Wednesday, November 4, 2009

Devotional 041109

Dear brothers and sisters,
Good morning. Hope you rise and shine for the Lord today. Being alive means being the witness of God’s abundant grace and mercy upon us each day. I look forward to many challenges that may come my way each day. There are endless readings and preparation for either my work or study. Deadlines after deadlines just put my life on the edge from time to time. I rejoice for all these challenges that I can utilize my time and potential to handle and grow. It makes me feel vibrant and young all the time.

"Draw near to God, and He will draw near to you" (James 4:8). It is essential to give people a chance of acting on the truth of God. The responsibility must be left with the individual, you cannot act for him, it must be his own deliberate act, but the evangelical message ought always to lead a man to act. The paralysis of refusing to act leaves a man exactly where he was before; when once he acts, he is never the same. It is the foolishness of it that stands in the way of hundreds who have been convicted by the Spirit of God. Immediately I hurried myself over into an act, that second I live; all the rest is existence. The moments when I truly live are the moments when I act with my whole will.

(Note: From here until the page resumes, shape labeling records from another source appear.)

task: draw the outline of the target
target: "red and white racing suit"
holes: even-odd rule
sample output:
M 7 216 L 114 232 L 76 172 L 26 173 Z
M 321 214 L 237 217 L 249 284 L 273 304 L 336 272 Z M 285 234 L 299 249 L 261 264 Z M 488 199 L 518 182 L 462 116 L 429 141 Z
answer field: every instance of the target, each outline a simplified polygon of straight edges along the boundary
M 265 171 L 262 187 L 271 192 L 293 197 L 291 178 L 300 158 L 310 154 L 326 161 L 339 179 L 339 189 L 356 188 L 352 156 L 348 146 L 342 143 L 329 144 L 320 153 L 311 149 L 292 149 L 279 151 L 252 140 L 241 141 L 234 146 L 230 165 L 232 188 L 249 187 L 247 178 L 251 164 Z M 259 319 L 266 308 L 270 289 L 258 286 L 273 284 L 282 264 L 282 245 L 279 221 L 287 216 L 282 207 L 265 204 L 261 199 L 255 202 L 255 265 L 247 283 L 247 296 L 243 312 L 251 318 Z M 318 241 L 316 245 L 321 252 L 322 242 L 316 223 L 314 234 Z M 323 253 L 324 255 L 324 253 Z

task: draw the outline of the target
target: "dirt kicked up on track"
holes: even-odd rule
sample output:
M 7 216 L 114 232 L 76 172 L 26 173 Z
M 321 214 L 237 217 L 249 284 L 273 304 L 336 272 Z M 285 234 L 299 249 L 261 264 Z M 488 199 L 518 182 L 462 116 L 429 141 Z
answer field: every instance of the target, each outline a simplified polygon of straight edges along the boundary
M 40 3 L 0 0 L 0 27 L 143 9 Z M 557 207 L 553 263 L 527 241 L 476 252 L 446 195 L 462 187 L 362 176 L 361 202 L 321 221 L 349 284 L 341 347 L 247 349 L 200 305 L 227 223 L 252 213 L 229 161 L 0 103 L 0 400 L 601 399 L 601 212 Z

Never allow a truth of God that is brought home to your soul to pass without acting on it, not necessarily physically, but in will. Record it, with ink or with blood. The weakest saint who transacts business with Jesus Christ is liberated the second he acts; all the almighty power of God is on his behalf. We come up to the truth of God, we confess we are wrong, but go back again; then we come up to it again, and go back; until we learn that we have no business to go back. We have to go clean over on some word of our redeeming Lord and transact business with Him. His word "come" means "transact." "Come unto Me." The last thing we do is to come; but everyone who does come knows that that second the supernatural rush of the life of God invades him instantly. The dominating power of the world, the flesh and the devil is paralyzed, not by your act, but because your act has linked you on to God and His redemptive power.

Procrastination is a common problem for many Christians who live in a complacent environment like America. There are too many options or alternatives that we have to consider before we act. We would always wait to see or consider if there are more options for us to choose from; sometimes there are just too many choices before us that we don’t know what to choose. A lot of time, Christians wait until the last minute before they choose to attend a certain function in church. Not that they are too busy. They just don’t want to commit too soon that tie them down by their commitment. So they would rather wait and see until the last minute.

In a post-modern culture that we are in today, we will not submit to “absolute authority” of God easily. When there is no absolute, there is no “highest” priority in life. There may be three to five equally “important” priorities in a Christian’s life; God, spouse, family, work, entertainments, friends and so forth. When all these priorities are equally important in a Christian, he or she will surely have problem to choose. If there is no clear sense of priority in life, a person will have difficulty to say no to many options that knock on his or her door fromt time to time. Unless you can passionately say YES to God as the “highest priority” in life, you cannot say NO to all the good things that will detour you from the main purpose of life.

We have been reading this devotional classic: My utmost for His highest, which signify the author’s commitment in putting God as the highest priority in life. I hope that the sharing of this devotional will help you refocus your priority in life, so that your life will be more energetic, passionate and fulfilled. Indeed, when you put God first in life, you enter into His glory and abundance, just as Christ promises to offer. Have a very blessed day to enjoy your service in Him.